P.-Ch. Cathelineau On a appris ! Moi aussi j’étais là donc je m’en souviens ! Zakhar et Néquéva, « mâle » et « femelle » dans le second récit, Dieu crée d’abord Adam, ensuite Yahvé fait tomber l’homme dans un profond sommeil, vous vous en souvenez, il prend une de ses côtes, referme la chair à sa place. Et de la côte il façonne une femme et la ramène à l’homme. Alors ce qui est important là–dedans c’est que, Lilith dans le commentaire de l’alphabet de Ben Sira, Lilith c’est en quelque sorte la femelle de la première création, et cette femelle de la première création se dispute avec le mâle qui est surnommé Adam-Kadmon et qui a ceci de particulier, c’est qu’il est uni dos à dos avec elle. Ils se disputent sur leur position respective pour faire l’amour, chacun voulant être au-dessus, symbole de la suprématie. Lilith voyant qu’elle ne peut pas faire céder Adam-Kadmon invoque le nom de l’Ineffable et reçoit miraculeusement des ailes et elle s’envole hors du jardin d’Eden. Comme elle se refuse, sa punition ça va être que tous ses enfants vont mourir à la naissance. Et désespérée par cette mort, et ça c’est dans la tradition juive parfaitement attestée, désespérée par cette mort elle a le pouvoir en compensation de tuer tous les enfants des autres. Vous vous souvenez, enfin ceux qui connaissent le mythe. Alors, vous me direz qu’est-ce que c’est que cette histoire ? Pourquoi est-ce que Lacan amène ce mythe sur la table ?

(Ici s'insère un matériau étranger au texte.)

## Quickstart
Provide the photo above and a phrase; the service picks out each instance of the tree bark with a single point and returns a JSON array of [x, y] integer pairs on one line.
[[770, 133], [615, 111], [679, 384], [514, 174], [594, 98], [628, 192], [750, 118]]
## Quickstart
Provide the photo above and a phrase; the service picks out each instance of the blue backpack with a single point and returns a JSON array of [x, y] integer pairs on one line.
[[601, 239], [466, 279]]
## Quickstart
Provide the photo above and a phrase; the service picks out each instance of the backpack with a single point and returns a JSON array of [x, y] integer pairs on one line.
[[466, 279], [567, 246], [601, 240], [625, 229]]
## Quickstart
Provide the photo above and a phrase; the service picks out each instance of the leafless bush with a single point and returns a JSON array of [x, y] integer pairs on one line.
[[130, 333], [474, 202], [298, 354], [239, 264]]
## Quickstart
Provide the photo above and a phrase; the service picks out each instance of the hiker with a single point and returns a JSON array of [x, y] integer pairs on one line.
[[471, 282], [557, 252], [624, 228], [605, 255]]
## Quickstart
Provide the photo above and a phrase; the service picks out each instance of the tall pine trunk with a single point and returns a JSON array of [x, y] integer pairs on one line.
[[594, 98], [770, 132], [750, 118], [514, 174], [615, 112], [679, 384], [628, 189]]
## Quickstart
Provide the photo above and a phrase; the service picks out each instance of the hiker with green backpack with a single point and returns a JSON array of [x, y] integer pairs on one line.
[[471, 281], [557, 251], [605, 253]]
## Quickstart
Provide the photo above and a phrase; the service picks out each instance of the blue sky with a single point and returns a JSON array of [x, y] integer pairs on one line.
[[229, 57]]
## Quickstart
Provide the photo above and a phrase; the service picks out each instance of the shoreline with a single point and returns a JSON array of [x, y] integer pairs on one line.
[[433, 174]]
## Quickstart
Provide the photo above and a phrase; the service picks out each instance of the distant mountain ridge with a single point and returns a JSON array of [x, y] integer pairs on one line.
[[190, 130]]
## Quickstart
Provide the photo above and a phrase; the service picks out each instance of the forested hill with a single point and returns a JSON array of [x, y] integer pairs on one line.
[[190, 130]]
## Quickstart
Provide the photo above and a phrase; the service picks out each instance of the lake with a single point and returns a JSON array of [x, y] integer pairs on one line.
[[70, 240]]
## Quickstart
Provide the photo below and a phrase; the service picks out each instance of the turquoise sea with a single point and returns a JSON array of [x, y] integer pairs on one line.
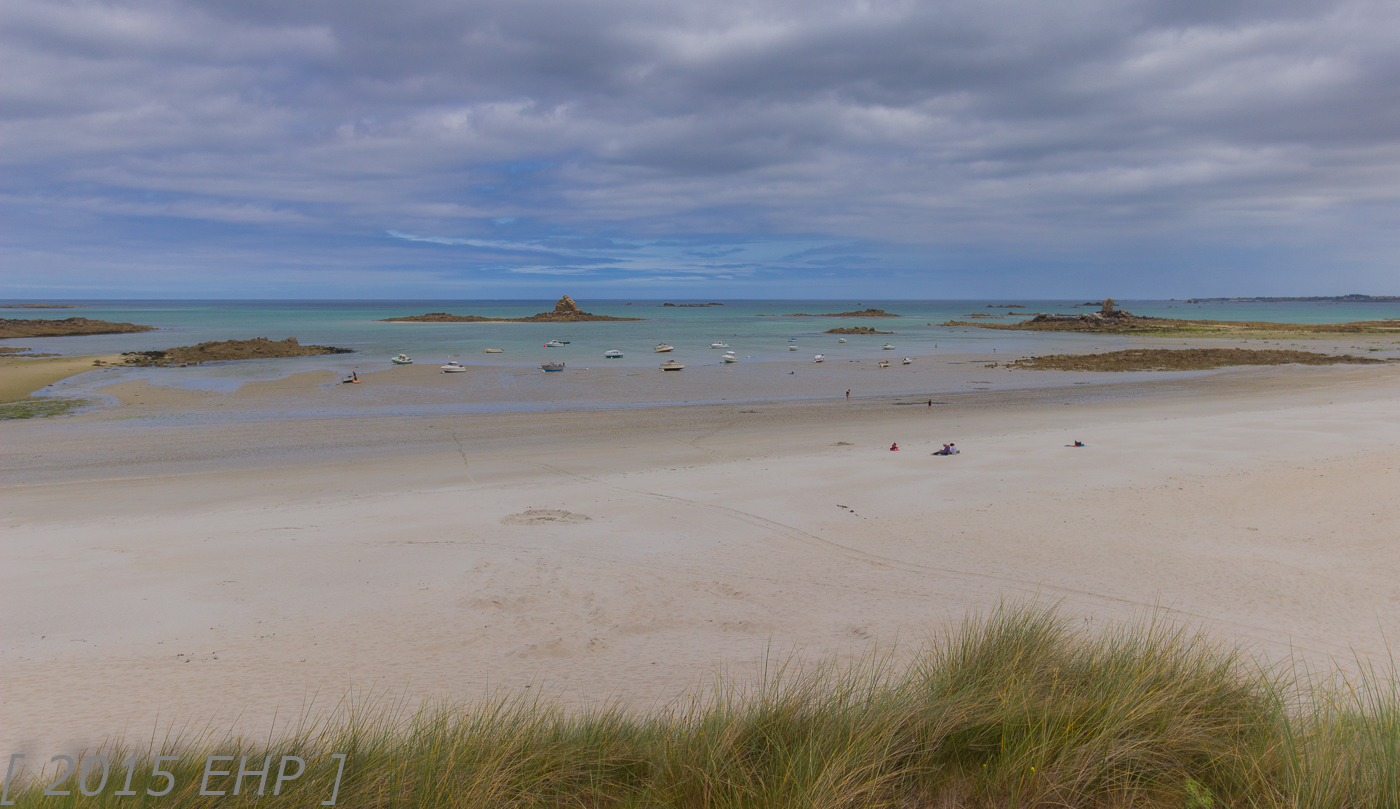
[[739, 324]]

J. Maucade – Tu as la réponse ?

P.-Ch. Cathelineau Non je n’ai pas la réponse, mais je sais que quelqu’un ici à la réponse et je vais lui proposer de donner la réponse.

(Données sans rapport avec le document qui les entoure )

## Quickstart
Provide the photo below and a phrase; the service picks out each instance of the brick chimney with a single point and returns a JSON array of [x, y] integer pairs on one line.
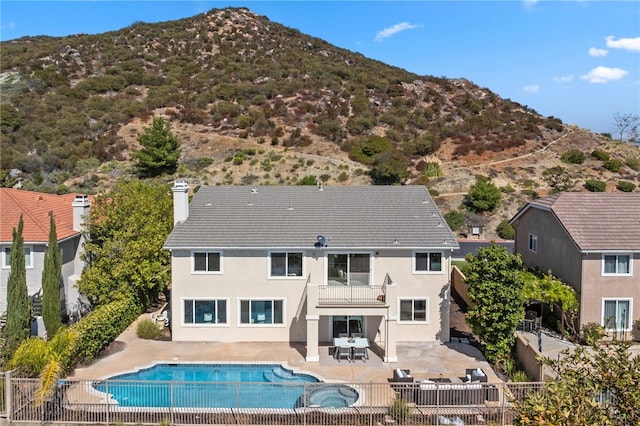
[[81, 205], [180, 201]]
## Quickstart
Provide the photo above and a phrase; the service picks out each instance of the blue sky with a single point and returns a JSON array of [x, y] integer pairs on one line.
[[575, 60]]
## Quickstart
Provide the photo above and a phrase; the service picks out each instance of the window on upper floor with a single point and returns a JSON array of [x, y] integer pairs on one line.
[[286, 264], [205, 311], [261, 312], [28, 257], [348, 269], [616, 314], [533, 243], [413, 310], [207, 261], [424, 262], [616, 264]]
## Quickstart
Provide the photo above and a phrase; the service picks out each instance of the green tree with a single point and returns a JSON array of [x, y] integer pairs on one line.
[[18, 326], [495, 290], [595, 185], [505, 230], [161, 149], [389, 168], [599, 385], [128, 228], [455, 219], [483, 195], [51, 274]]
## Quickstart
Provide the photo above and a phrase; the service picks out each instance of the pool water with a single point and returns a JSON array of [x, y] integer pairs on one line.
[[224, 386]]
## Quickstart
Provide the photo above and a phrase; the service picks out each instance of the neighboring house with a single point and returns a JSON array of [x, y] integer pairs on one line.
[[306, 264], [592, 242], [69, 211]]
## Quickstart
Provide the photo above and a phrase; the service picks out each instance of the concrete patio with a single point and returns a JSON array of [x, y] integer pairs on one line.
[[425, 360]]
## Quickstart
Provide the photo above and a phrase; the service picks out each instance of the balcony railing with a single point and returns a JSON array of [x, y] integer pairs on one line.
[[348, 295]]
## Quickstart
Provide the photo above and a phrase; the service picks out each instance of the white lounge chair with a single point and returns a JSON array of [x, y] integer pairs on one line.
[[360, 353], [343, 352]]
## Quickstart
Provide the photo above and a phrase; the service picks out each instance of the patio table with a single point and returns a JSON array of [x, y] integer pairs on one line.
[[345, 342]]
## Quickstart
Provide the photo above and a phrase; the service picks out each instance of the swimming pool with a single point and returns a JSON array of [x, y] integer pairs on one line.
[[224, 386]]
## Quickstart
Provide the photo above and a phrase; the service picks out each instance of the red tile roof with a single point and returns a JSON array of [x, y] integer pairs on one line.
[[597, 221], [35, 208]]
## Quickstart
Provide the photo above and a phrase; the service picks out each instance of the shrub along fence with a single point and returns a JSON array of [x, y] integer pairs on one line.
[[215, 403]]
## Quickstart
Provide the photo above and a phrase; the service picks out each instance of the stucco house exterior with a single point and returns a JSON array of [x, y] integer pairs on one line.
[[590, 241], [69, 211], [306, 264]]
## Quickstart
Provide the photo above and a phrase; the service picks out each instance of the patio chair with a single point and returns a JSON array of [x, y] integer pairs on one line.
[[343, 351], [360, 353]]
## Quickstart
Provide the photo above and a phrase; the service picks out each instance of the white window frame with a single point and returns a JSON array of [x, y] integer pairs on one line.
[[629, 314], [348, 267], [428, 271], [533, 243], [214, 322], [6, 257], [617, 274], [413, 307], [193, 262], [286, 275], [258, 324]]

M. Darmon Pourquoi Lacan amène ce mythe ? On peut supposer que Lilith et Adam représentent le rapport sexuel avant l’intervention de la fonction phallique et puisqu’elle disparaît. Alors, dans la leçon suivante Lacan souligne que Lilith ne peut pas coexister avec Adam et Ève, elle ne peut pas être là en même temps, c’est pour ça qu’il met un bémol au troisième sexe. Donc, on peut supposer comme ça, que Lilith et Adam représentent le rapport sexuel en tant qu’il serait écrit et ce serait un temps antérieur à la fonction phallique qui se substitue à l’absence du rapport sexuel.

H. Ricard Mais est-ce que le troisième sexe ce n’est pas le phallus tout simplement ?

P.-Ch. Cathelineau Mais il y a une autre hypothèse, dis-là, qui est beaucoup plus prémonitoire d’une modernité,

M. Darmon Alors on en a discuté avec Pierre Christophe [Cathelineau] de l’avenir de l’humanité…

[Brouhaha]

P.-Ch. Cathelineau Attendez, je vous renvoie à un livre qu’il faut lire parce que c’est un excellent livre et qui contient des hypothèses intéressantes c’est La vraie vie de Badiou. Et dans La vraie vie de Badiou, que dit-il ?

M. Darmon Alors Badiou, bon c’est Badiou quoi ! Mais il a cette idée intéressante que l’avenir de l’homme c’est la femme. Et que les femmes peuvent se passer des hommes. C’est-à-dire qu’elles pourraient remplacer la reproduction sexuée par l’insémination artificielle et remplacer les relations hétérosexuelles par des relations homosexuelles.

J. Maucade –Lacan dit c’est une connerie.

P.-Ch. Cathelineau C’est pour ça que les deux sexes ne subsistent pas avec le troisième. Aucun de ces trois termes ne subsiste l’un par rapport à l’autre. Donc je pense qu’il y a une vision anticipative dans ce texte. Ce qui me fait dire qu’il y a une vision anticipative, c’est que par ailleurs, ce qui conclue les propos de Lacan dans ce séminaire, à savoir le nœud généralisé, est clairement une vision anticipative, mais je le montrerai plus loin et pas tout de suite. Mais c’est carrément une vision anticipative sur la question du non rapport sexuel et du rapport sexuel.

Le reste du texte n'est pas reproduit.